Presuming Trump’s election as a sign that white is right and white is might, there is a certain group of white men who consider it open season on anyone living in America who does not physically fit the so-called pure American profile: white Anglo Saxon Christian with deep roots in our nation, several generations removed from the last immigrant family member.  To many Americans, those are the real Americans: the white proud pioneer families whose muscle and ingenuity built this country into the greatest nation on earth.  And there is no convincing them that America had any help in the form of cheap human labor.

Recently a white man in a typical American city went on a shooting rampage while shouting ‘Leave my country.’  He was shooting at men who were from India—not Muslim, not terrorists.  This is one of many hate crimes that have been occurring since the election.  It’s like the fall of 2001 all over again.

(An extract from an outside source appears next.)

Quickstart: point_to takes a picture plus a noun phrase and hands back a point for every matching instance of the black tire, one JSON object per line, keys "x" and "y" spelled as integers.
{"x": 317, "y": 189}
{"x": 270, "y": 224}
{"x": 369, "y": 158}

India is deeply offended and confused (along with most of the world) with this new hard-line, hard-right political direction in America right now, supported and embraced by tens of millions of Americans with chants like ‘America first.’  In fact, educated Indians who had plans and visas to immigrate to America for set jobs have abruptly canceled their plans.  They indeed are broken hearted.  They had such hopes for a bright future in America, even becoming American citizens, the path many from India have taken for decades.

The world is seeing an ugly side of America, one built on fiction past and present, ignorance and evil racism.  People who live here long enough figure it out.  The one thing a certain type of white Americans hate is brown people, even brown U.S. citizens.  In the minds of that white minority, they have a lot of hate to spread throughout America and around the world—practically everybody on the planet … including the ones who were here first.